L'Unione Africana esprime "sconcerto" per le frasi del vice premier e ministro dell'Interno Matteo Salvini che, afferma l'organizzazione, "nella recente conferenza a Vienna ha paragonato gli immigrati africani agli schiavi". Nel lungo comunicato pubblicato sul sito internet, l'organizzazione ha sottolineato: "La storia, la geopolitica e il futuro dell'Africa e dell'Europa sono così interconnessi che i due continenti non possono essere legati".

Dopo le accuse, è arrivata una nuova risposta di Salvini.

È opinione dell'Unione Africana che la denominazione non risolva le sfide migratorie che affliggono l'Africa e l'Europa.

L'Unione africana, l'organizzazione internazionale di cui fanno parte tutti e 55 gli stati del continente, crede insomma che il ministro debba scusarsi "nell' interesse di un impegno costruttivo nel dibattito sulla migrazione tra i due continenti". "Non ho niente di cui scusarmi, anzi evidentemente c'è qualcuno che non è stato in grado di leggere o di ascoltare quello che c'era da leggere e ascoltare", ha affermato Salvini al quale "resta il dubbio" che è possibile "ci sia stato un difetto di traduzione in francese arrivato a questo organismo". "Mi limiterò a rimandare il comunicato di qualche giorno fa, per smentire qualsiasi equiparazione tra immigrati e schiavi", spiega in un primo momento il Ministro degli Interni, salvo poi completare il ragionamento "C'è qualcuno in Europa che li usa davvero come schiavi ma io volevo difendere i profughi e che l'immigrazione di massa equivale a importare nuovi schiavi".

L'Unione Africana, criticando la posizione del vice premier, "invita l'Italia a seguire l'esempio e sostenere altri Paesi membri dell'Unione europea, come la Spagna, che hanno dato sostegno e protezione ai migranti in difficoltà, indipendentemente dalla loro origine e status legale, prima che il loro status per l'ammissione venisse determinato".

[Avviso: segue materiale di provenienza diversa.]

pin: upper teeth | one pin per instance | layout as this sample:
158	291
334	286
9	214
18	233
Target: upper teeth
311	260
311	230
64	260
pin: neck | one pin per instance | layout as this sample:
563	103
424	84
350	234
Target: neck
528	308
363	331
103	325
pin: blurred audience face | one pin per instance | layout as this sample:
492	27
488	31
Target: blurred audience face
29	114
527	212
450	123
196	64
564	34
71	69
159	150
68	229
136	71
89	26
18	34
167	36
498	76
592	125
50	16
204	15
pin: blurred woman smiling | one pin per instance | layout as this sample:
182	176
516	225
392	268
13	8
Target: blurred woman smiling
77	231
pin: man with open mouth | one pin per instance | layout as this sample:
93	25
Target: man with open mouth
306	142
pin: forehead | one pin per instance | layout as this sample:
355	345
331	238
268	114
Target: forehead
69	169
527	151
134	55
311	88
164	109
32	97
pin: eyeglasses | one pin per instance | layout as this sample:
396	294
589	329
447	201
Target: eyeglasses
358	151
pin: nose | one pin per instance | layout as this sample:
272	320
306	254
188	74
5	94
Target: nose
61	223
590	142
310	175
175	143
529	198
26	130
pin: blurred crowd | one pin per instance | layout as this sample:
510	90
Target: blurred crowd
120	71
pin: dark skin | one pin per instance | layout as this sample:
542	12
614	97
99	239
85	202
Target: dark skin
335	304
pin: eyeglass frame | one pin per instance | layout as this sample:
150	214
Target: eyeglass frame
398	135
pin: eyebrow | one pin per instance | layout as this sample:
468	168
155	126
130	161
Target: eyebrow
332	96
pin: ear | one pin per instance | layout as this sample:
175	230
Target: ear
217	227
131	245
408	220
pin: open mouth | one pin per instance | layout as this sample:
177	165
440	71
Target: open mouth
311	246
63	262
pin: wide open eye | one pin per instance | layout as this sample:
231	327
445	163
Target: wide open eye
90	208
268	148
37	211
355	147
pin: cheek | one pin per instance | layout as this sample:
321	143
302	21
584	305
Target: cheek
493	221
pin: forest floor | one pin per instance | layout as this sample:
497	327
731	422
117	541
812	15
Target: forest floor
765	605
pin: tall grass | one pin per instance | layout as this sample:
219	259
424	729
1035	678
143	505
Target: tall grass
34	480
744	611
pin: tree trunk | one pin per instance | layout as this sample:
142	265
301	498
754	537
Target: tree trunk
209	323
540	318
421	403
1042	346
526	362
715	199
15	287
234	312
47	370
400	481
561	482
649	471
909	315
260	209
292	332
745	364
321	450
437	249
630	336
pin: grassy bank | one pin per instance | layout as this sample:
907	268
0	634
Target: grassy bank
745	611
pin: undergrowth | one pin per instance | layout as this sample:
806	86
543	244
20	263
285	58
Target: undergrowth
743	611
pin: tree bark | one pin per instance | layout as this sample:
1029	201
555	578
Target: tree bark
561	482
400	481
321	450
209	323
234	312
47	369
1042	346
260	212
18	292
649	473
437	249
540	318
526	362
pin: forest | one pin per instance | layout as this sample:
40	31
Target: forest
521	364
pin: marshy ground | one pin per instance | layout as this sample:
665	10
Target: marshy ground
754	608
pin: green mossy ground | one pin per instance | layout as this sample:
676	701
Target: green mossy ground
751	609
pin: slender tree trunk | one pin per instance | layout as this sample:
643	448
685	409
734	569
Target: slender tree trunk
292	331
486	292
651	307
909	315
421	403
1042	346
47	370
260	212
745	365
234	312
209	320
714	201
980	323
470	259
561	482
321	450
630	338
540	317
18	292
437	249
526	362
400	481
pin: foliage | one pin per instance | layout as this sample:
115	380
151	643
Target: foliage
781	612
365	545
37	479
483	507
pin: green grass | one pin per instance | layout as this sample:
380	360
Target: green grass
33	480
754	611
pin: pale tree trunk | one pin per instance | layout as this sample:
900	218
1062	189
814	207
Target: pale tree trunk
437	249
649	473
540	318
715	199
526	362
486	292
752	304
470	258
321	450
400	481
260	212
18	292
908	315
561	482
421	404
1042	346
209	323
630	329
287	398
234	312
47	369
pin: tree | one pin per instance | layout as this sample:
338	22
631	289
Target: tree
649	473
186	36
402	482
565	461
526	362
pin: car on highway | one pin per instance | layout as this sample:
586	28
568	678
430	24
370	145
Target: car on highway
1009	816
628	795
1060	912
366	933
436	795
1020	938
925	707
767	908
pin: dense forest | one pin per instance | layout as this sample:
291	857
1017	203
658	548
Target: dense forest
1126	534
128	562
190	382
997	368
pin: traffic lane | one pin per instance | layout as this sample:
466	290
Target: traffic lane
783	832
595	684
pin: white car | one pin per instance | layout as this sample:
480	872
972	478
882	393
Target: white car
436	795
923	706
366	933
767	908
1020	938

Nei giorni scorsi, comunque, l'ufficio stampa di Salvini aveva già smentito "seccamente le ricostruzioni della stampa internazionale". L'Unione Africana (Ua) si è sentita offesa dalle dichiarazioni del vicepremier durante l'intervento alla Conferenza di Vienna in cui "ha paragonato gli immigrati africani agli schiavi" e chiede al leader della Lega di ritirare quanto detto. Come è facilmente verificabile dai numerosi video e dalle dichiarazioni del ministro, Salvini non ha mai insultato gli africani, ma anzi ha censurato l'idea di farli arrivare in Europa per costringerli a lavorare e/o a vivere in condizioni così degradate da ricordare, appunto, la schiavitù.